Quatre mois après avoir « dégagé » le dictateur Ben Ali, la rue continue à vitupérer sporadiquement contre le pouvoir à Tunis. L’impatience et la frustration montent de toute part. L’improbable révolution du 14 janvier n’a pas provoqué, comme par magie, le changement de société espéré.

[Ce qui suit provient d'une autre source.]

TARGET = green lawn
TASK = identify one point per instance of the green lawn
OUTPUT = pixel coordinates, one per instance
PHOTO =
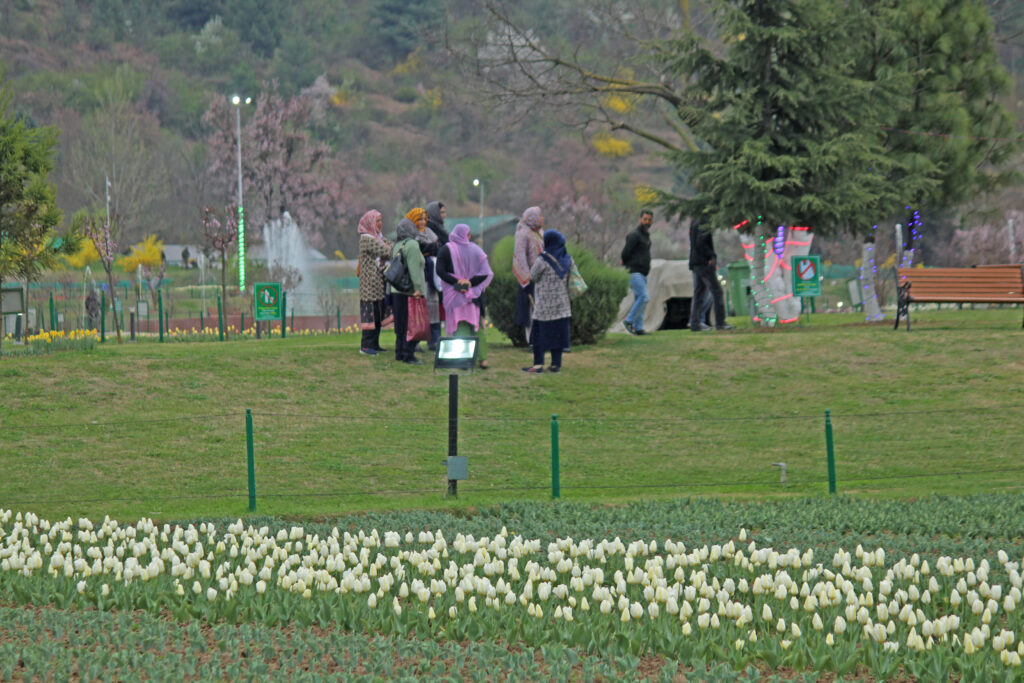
(159, 429)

Des services de l’État sont bloqués par des grèves à répétition : chaque corporation réclame un dû – salaires, régularisations, etc. « Nous vivons sous l’emprise d’une “dégagemania” un peu puérile, tous réclament des droits pour tout de suite alors que l’effort de reconstruction est à peine ébauché » , relève Cherifa Ammar, militante des droits humains.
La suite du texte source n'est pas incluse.